Fantasmes de totalité” présente notamment les suberbes voyages dans le temps que réalise le photographe hongrois Miklos Erdely, opérant par l’art une révision nostalgique sur les moments heureux et échappés.
Anti-art” révèle à l’Ouest que les artistes de l’Est ont commencé à remettre en cause dès la fin des années 1950 le statut de l’art, notamment à Zagreb, autour du groupe “Gorgona”, et montre les “anti-happenings” du dada slovaque Jullius Koller.
Geste micro-politique, geste poétique” montre notamment le travail du contemporain Roman Ondak (Slovaquie) dont l’oeuvre la plus connue “Mesuring the universe” (2007) a consisté à demander à des gardiens de musée de noter la taille et le nom des visiteurs, afin de confronter cette réalité de chacun à la monumentalité conservatrice des institutions.

Féminin-féministe“, pose la question du genre et nous rappelle que si l’URSS a souvent semblé en avance sur l’Ouest sur la question des femmes, les artistes est-européennes se sont posées, tout comme leurs consoeurs occidentales les mêmes questions confrontant l’apperence et l’intime. Ainsi, quand la croate Sanja Ivekovic pose un bas sur son visage pour le couper au ciseau (“Journal”, 1976, elle oscille entre la violence d’une Nikki de Saint Phalle et le questionnement en mouvement d’une Rebecca Horn se transformant en animal mythique : la Licorne.
Espace public-espace privé” permet, entres autres de découvrir l’artiste mythique et hongrois Tibor Hajas (qui a fait de la prison et est mort à 35 ans dans un accident de voiture), à travers “Tortures de surface” (1978). Il s’agit d’une série de photos aux négatifs brûlés, et qui fait écho à un texte-manifeste. En parallèle, le visteur peut à nouveau voir le travail d’un roumain assez connu des Français puisqu’il habite désormais en France: Mircea Cantor, qui travaille sur le rapport entre le local et le global. Ici, on peut voire “Shadow for a while” (2007), documentaire  sur un drapeau qui brûle.

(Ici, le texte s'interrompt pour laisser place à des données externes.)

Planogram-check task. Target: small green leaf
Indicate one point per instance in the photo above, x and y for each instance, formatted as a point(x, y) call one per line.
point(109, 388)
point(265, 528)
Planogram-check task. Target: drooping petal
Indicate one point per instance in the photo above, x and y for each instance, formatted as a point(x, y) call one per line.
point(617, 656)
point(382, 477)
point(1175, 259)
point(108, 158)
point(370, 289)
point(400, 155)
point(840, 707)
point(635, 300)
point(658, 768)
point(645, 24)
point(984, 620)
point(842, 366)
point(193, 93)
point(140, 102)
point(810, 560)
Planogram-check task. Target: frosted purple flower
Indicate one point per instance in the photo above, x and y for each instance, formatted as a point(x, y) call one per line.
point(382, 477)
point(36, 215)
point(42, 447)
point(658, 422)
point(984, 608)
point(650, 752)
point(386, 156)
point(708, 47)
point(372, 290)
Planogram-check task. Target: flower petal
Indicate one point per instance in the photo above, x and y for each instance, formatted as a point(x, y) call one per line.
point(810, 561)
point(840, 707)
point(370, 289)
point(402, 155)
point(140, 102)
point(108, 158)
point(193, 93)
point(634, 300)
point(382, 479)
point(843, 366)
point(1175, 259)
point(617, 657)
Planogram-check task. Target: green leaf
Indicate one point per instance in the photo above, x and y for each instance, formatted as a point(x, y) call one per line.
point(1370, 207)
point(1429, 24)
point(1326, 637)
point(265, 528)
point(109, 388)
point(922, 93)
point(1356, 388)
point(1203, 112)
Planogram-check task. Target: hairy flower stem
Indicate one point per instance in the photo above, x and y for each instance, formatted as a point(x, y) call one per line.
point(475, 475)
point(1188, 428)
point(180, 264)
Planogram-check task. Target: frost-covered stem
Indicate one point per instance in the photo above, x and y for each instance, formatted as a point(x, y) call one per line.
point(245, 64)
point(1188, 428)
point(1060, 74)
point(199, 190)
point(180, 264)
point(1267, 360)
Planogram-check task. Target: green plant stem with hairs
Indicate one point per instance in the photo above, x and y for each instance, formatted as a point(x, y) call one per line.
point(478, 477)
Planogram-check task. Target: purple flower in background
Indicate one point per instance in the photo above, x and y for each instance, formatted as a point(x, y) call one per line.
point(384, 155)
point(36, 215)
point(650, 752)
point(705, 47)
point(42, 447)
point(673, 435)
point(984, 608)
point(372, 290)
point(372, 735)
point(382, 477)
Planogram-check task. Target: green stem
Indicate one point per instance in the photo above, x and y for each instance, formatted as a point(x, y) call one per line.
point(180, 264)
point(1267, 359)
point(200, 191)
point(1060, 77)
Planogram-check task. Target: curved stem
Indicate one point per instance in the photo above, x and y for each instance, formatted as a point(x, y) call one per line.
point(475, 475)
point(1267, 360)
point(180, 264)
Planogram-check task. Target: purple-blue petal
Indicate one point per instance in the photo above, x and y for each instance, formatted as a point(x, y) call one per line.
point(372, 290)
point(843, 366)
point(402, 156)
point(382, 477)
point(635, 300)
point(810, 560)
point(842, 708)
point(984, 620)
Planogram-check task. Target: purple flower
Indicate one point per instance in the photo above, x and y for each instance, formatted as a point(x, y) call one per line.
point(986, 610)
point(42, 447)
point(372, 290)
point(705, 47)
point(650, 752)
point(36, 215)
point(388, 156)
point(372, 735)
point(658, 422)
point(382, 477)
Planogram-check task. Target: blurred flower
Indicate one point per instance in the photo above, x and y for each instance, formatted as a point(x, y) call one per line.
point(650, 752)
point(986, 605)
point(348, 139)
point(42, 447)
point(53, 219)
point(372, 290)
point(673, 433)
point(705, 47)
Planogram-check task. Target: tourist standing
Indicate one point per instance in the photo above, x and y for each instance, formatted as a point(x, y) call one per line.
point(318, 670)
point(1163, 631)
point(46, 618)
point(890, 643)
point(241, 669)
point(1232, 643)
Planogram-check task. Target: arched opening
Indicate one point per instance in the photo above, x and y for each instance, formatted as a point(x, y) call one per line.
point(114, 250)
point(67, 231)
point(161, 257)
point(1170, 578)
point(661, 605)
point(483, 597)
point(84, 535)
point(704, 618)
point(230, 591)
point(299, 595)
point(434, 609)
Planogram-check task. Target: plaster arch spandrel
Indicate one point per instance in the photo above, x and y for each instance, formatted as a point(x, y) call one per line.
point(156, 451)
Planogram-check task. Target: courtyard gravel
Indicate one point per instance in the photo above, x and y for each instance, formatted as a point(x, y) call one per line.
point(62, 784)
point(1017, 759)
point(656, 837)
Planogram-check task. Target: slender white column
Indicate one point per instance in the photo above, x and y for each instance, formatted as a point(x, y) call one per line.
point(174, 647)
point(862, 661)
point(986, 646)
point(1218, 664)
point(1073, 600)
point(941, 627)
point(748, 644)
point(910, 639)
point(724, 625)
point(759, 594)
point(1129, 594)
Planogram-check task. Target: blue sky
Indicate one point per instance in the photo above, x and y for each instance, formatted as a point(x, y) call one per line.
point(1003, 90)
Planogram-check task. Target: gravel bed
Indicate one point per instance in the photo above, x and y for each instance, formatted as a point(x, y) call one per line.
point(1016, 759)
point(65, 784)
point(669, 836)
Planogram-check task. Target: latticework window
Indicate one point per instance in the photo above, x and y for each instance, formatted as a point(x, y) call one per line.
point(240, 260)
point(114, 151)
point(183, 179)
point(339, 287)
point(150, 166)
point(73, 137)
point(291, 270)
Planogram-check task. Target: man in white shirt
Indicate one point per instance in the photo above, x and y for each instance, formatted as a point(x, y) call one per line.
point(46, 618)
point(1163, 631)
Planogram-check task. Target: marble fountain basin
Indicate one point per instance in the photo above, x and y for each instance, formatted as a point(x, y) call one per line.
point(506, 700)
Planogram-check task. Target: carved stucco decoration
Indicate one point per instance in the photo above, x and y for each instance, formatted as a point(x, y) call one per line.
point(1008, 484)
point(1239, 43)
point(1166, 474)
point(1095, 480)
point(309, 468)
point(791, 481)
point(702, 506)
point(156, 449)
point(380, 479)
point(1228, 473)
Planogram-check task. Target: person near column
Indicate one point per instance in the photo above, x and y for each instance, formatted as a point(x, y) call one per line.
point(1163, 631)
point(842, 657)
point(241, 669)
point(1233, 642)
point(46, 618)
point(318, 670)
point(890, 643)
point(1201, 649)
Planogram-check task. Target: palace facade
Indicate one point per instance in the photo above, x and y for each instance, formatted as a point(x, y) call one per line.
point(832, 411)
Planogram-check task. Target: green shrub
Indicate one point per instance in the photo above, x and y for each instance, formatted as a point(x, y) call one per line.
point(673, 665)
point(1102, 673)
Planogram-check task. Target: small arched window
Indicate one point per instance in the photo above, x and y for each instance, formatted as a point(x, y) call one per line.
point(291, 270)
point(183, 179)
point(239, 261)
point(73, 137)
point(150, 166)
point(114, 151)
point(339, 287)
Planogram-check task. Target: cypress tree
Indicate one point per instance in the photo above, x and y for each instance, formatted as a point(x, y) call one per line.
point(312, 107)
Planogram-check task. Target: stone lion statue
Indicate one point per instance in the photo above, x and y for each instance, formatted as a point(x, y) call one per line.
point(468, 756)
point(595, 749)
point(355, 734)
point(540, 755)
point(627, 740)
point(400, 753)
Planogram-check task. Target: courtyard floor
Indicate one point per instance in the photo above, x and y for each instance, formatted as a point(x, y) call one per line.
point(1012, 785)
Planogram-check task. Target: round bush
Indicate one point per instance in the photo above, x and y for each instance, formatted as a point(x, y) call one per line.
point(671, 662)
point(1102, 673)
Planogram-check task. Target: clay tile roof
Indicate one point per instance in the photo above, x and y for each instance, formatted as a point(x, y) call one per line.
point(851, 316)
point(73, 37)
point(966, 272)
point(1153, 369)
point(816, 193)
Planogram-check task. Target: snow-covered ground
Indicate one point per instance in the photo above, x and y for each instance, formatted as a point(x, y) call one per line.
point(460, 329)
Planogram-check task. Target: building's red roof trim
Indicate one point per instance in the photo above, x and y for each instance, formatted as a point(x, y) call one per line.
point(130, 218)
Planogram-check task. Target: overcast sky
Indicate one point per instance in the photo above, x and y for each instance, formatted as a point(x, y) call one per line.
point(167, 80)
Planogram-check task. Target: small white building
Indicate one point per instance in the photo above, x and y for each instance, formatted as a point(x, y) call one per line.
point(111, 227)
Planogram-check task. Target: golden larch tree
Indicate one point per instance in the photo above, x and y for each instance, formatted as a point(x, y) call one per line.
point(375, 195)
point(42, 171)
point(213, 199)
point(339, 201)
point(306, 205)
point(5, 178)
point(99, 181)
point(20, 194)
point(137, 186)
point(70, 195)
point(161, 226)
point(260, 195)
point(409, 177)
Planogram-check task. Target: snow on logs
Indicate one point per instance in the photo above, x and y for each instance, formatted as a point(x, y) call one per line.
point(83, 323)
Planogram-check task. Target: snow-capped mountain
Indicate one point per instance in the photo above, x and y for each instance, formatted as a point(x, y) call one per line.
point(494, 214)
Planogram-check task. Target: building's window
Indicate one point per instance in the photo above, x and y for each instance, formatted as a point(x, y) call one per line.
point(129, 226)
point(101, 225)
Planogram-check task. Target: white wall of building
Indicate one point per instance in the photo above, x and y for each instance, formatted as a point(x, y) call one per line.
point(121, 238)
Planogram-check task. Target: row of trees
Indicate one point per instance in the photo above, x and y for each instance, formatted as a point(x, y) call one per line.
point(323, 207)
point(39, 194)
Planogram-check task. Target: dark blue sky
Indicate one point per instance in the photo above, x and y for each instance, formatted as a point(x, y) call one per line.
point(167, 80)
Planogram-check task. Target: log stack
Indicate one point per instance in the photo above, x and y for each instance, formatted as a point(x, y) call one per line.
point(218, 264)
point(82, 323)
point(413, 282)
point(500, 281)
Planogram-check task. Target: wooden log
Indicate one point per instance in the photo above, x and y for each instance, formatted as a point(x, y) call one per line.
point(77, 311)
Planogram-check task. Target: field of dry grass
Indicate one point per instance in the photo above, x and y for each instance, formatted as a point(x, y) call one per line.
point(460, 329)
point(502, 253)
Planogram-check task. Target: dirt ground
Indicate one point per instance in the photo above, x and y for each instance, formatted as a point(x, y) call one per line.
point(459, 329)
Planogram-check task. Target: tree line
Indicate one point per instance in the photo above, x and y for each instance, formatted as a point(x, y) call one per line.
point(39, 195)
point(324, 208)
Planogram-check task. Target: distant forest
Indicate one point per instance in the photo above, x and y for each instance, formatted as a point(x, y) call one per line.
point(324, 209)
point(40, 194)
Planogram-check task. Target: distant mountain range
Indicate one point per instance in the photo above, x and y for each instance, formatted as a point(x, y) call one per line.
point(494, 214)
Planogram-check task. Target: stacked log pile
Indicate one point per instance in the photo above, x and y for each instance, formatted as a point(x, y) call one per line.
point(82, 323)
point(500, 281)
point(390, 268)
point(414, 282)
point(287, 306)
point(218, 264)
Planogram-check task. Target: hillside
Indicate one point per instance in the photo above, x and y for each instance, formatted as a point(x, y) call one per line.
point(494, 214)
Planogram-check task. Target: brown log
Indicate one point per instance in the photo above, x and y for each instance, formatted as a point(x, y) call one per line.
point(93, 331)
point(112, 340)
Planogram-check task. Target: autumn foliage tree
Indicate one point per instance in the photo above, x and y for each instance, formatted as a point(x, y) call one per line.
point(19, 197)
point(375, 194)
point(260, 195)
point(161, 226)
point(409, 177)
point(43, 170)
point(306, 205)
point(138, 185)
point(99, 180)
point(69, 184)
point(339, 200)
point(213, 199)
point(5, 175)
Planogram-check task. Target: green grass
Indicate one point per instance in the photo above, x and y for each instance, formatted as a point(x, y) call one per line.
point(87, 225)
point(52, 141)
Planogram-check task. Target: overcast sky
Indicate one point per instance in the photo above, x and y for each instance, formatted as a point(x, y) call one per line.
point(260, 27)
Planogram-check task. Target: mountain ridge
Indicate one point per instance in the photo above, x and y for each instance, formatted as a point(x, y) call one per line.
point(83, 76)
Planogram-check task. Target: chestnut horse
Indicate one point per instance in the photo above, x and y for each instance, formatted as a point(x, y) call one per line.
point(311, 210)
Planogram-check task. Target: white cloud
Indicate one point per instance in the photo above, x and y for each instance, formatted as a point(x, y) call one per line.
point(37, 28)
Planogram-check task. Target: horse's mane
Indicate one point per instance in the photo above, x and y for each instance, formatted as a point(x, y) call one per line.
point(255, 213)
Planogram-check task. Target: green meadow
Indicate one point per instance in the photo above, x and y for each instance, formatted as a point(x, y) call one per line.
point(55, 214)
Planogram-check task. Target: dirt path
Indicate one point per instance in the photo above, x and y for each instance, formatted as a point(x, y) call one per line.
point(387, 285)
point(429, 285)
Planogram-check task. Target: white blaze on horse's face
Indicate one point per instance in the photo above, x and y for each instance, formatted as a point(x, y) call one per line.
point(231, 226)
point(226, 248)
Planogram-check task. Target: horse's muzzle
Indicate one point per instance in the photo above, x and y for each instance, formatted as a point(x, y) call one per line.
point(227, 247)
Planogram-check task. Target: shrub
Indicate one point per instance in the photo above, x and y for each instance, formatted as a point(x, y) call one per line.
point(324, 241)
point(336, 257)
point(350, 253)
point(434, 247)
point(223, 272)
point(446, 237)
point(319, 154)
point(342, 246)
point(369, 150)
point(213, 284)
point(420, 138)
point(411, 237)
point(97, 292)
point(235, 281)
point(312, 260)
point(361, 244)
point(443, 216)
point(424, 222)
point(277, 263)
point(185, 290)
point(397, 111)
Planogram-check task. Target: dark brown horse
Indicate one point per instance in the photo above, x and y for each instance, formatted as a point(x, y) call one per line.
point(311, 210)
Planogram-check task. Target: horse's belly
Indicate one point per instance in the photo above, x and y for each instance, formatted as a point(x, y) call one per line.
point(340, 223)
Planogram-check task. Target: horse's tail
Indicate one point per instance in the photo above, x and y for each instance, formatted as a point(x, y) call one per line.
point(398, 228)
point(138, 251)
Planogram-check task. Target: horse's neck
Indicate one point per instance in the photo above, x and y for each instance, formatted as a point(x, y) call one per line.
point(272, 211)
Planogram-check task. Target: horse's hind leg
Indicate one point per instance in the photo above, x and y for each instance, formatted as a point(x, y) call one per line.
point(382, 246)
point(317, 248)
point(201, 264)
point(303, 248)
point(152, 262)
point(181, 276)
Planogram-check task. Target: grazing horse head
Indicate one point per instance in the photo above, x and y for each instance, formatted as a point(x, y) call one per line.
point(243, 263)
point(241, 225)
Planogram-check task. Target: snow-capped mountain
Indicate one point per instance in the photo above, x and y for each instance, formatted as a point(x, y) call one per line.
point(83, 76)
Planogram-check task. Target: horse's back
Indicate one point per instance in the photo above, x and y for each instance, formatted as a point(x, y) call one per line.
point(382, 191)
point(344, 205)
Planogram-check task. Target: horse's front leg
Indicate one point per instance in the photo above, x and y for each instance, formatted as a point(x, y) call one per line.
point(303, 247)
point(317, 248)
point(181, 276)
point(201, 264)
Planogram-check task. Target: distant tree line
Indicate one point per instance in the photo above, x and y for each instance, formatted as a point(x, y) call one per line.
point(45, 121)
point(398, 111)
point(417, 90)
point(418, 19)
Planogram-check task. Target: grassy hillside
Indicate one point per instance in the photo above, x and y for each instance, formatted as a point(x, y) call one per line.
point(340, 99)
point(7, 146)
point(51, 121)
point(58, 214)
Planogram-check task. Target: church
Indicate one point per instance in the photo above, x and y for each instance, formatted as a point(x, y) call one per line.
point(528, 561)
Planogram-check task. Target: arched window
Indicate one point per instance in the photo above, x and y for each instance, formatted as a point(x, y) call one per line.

Enfin, on découvre la performance radicale du célébre caricaturiste roumain, Dan Perjovschi, qui s’est fait tatouer le nom de son pays sur le bras après la chute du mur pour le faire retirer, dix ans après, et s’estimer “libéré de la Roumanie”.
Enfin, dans la dernière section, “L’utopie revisitée”, trône une vidéo de l’artiste israélienne Yaël Bartana, “Mur et tour” (2009, titre en polonais : Mur i Wiedza), un film de 30 minutes tourné à Varsovie et remettant en cause le sionisme à travers le plan éponyme qui prévoyait la construction de 57 kibboutz en 1957.

Au sortir de l’étoile de béton présentant ces oeuvres, le visiteur peut visiter un espace documentaire absolument époustouflant, qui présente d’abord le film émouvant du Lituanien Deimantas Narkevicius “La disparition d’une tribu”, les liens entre les galeries françaises et de l’Est notamment à travers l’influence de Daniel Buren, et enfin, un espace de projection qui ressemble à une cathédrale, et construit par le scultpteur slovène Tobias Putrih, à partir de cartons où l’on pouvait rouler les photos et toiles samizdat…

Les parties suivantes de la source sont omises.